In a study carried out by Nayak in 2014, GI series evaluation led to the diagnosis of malrotation in 78% of suspected premature neonates (16). In another study conducted in 2000, false negative malrotation results were observed in 15% of the cases using GI series evaluation (17). In a former study, contrast-enhanced evaluation of the upper gastrointestinal system detected malrotation in 41% of the patients, while assessment with barium enema led to detection of this diagnose in 34% of the patients. In another study performed in 2008 in America, although high sensitivity of GI series evaluation was confirmed in the detection of intestinal malrotation, this method did not have proper specificity and diagnostic value (18). In a study performed by Torres et al. 95% sensitivity and 86% specificity was reported for upper GI series in malrotation diagnosis (19).

Table 3 shows sensitivity and specificity of upper GI series and ultrasound in some studies. Little discrepancy might be due to different sample sizes in the mentioned studies.

Table 3. Comparison of Sensitivity and Specificity of Upper Gastrointestinal (GI) Series and Ultrasound in Different Studiesa
Studies/RefUpper GI SeriesUltrasound
SensitivitySpecificitySensitivitySpecificity
Torres et al. (19)9586--
Sizemore et al. (18)96---
Nayak et al. (16)78---
Orzech et al. (6)86.574.7
Current study 82.585.782.354.5

aValues are expressed as %

It seems that the most important limitation of GI series was lack of accurate evaluation of duodenojejunal junction on first pass of barium from C loop of the duodenum. Diagnostic accuracy of GI series was improved in patients with normal variations of jejunum and duodenum (20, 21).

According to the results of the current study, sensitivity and specificity of ultrasound were higher in the detection of malrotation and midgut volvulus, compared to GI series.
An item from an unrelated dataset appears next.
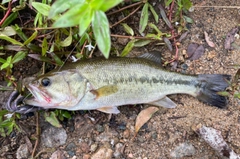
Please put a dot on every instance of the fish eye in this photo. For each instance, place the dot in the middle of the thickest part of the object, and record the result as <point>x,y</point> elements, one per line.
<point>45,82</point>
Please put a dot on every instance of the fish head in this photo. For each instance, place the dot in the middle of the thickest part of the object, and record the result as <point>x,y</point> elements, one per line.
<point>61,90</point>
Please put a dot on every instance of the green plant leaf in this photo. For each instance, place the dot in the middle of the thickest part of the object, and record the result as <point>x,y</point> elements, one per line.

Our results show that ultrasound has a similar accuracy compared to GI series and considerably, it avoids exposure to ionizing radiation. High sensitivity of ultrasonography in the diagnosis of malrotation and midgut volvulus in our study and other similar studies reveals that these critical cases can be easily diagnosed with ultrasonography. Attention to normal variations of mesenteric vessels without a doubt increased the specificity of ultrasound examination.

Normal variations in mesenteric vessels such as anterior location of the cranial part of superior mesenteric vein (SMV) relative to SMA and duplication of SMV in the cranial part and abnormal pathway of mesenteric vessels should be considered to prevent over diagnosis of malrotation (22).

Lack of radiation exposure as well as convenience of performing ultrasonography at the patient’s bed makes it the most accurate method for diagnosis of intestinal malrotation, though evaluation of mesenteric vessels is recommended as an essential component of abdominal ultrasonography in children.

In conclusion, ultrasound has a similar diagnostic value compared to upper GI series. They are complementary examinations and negative ultrasound or GI series alone does not necessarily rule out intestinal rotation. Mesenteric vessel ultrasonography could be used as more specific diagnostic method for the detection of intestinal rotational disorders.